Rangel Alves da Costa*
Uma linha sutil separa a noite da madrugada. Mais precisamente o ponteiro do relógio ao marcar zero hora. Do por do sol à meia-noite será apenas noite; da meia-noite até surgir a primeira alva da manhã será madrugada.
Contudo, não é errôneo afirmar que a madrugada está dentro da noite ou faz parte desta. Muitos chegam a afirmar ser a noite o período compreendido entre o cair das sombras da noite até o amanhecer. Ou o tempo em que a claridade do sol está ausente no horizonte.
Desse modo, a madrugada seria a noite avançada, lá pelas tantas horas, geralmente quando as pessoas já estão adormecidas. As horas vão passando e na escuridão o que é noite vai se preparando para o amanhecer.
As noites e as madrugadas dependem muito do lugar onde ocorram. No sertão, por exemplo, principalmente nas moradias distantes dos centros urbanos, a noite sempre começa mais cedo e a madrugada desperta antes mesmo de o galo cantar.
Em muitos lugares, onde os casebres estão envoltos no silêncio e na solidão, basta o sol começar a se esconder que a família já toma seu café para, dali a instantes, fechar a porta para o recolhimento noturno. No cansaço das lides, são poucos os que se demoram mais apreciando a beleza e a imensidão do luar.
Quando a noite cai totalmente já estão recolhidos, proseando pelos cantos ou ouvindo uma canção dolente no radinho de pilha. Adormecem com os barulhos próprios da noite, com os encantos e as magias do mundo lá fora, com a reinação de alguns bichos noturnos e o zunido incessante da ventania.
O casal desperta ainda na madrugada. Os amores velados quase se misturam com a hora de acordar. O galo nem cantou ainda e já é hora de levantar, da primeira prece, de abrir a porta e lançar o olhar ao mundo lá fora. Ainda é madrugada escurecida, mas logo uma luz amarelada começará a despontar lá na barra.

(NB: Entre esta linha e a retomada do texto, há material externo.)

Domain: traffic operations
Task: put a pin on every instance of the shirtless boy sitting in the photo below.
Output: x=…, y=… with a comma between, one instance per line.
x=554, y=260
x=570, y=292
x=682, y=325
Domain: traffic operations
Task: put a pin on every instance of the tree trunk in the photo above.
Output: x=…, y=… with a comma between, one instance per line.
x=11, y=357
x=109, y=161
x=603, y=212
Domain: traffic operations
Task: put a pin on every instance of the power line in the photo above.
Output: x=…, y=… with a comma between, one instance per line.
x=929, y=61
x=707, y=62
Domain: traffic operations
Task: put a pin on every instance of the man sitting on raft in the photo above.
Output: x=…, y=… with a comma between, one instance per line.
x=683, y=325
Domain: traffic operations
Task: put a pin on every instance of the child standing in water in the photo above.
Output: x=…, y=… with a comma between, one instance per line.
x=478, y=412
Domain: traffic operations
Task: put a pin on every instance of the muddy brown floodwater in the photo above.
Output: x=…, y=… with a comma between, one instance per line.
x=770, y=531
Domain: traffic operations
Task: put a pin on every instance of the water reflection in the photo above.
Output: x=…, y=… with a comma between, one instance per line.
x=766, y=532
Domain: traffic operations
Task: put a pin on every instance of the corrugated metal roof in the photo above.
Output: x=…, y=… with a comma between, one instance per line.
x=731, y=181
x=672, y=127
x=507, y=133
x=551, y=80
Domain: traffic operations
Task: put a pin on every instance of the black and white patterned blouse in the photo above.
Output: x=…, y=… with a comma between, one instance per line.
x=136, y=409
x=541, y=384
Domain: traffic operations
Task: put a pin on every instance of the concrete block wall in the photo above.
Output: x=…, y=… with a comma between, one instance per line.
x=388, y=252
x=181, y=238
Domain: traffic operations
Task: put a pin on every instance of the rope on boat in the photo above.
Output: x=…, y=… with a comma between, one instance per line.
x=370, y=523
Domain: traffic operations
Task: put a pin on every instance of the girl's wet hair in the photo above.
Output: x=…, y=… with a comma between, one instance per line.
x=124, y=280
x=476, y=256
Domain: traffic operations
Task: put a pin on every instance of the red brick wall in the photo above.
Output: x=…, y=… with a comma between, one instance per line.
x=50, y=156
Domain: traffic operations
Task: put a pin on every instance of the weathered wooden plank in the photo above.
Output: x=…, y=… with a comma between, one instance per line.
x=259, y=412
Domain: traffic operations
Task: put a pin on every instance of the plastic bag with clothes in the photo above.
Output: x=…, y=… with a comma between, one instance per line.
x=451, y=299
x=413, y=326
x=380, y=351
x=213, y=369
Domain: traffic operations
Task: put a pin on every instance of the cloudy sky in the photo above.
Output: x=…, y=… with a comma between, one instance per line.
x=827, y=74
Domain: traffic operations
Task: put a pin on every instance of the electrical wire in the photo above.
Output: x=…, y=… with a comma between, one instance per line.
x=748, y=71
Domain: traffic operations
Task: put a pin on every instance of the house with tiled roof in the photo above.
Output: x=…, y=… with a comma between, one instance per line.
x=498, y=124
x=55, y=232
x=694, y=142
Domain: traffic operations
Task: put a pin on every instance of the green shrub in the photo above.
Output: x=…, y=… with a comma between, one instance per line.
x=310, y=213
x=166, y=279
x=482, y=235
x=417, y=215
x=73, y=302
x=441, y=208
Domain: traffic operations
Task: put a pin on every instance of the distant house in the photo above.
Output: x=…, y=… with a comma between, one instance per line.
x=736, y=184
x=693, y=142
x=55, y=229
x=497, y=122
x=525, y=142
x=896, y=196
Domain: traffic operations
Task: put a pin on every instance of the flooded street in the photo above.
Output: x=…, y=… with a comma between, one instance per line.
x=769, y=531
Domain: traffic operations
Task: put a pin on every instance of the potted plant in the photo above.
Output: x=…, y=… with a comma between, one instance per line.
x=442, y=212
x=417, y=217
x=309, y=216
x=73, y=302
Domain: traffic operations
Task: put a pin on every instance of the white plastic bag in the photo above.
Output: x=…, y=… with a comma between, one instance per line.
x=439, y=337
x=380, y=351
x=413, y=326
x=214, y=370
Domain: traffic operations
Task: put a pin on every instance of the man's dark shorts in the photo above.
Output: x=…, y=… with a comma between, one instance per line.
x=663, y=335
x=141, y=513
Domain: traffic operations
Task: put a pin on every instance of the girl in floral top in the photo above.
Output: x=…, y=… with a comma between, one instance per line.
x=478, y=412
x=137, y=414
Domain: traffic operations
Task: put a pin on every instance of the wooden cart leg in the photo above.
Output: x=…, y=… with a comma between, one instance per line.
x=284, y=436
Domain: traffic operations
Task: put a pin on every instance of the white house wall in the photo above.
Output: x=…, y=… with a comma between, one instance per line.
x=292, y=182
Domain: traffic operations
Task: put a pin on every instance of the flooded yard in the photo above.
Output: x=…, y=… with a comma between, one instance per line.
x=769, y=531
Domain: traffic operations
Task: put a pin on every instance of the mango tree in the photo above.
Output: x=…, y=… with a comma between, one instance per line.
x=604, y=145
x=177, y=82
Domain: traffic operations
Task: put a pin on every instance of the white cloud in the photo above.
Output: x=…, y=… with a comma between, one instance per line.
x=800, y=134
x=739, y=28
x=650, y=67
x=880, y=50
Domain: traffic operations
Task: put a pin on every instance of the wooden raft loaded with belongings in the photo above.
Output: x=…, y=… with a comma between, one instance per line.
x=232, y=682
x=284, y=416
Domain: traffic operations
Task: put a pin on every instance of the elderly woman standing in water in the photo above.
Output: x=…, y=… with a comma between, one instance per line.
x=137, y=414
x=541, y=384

Quando o galo canta o café já está por cima do fogão de lenha e o pedaço de toucinho chamuscando para ser juntado à farofa. Parte da comida vai pro alforje, como alimento sertanejo para mais um dia de trabalho duro e distante. Um gole de café, uma olhada na filharada ainda adormecida, e a estrada. Ainda é madrugada, mas já é dia na vida do campesino.
Na cidade tudo é diferente. Em muitos lugares, dia, noite e madrugada se juntam num só percurso. Tem gente que trabalha noite adentro, tem gente que vive na noite e da noite, tem gente que encontra a madrugada, e também a manhã, na mesa de bar, nos cabarés, nas esquinas da vida.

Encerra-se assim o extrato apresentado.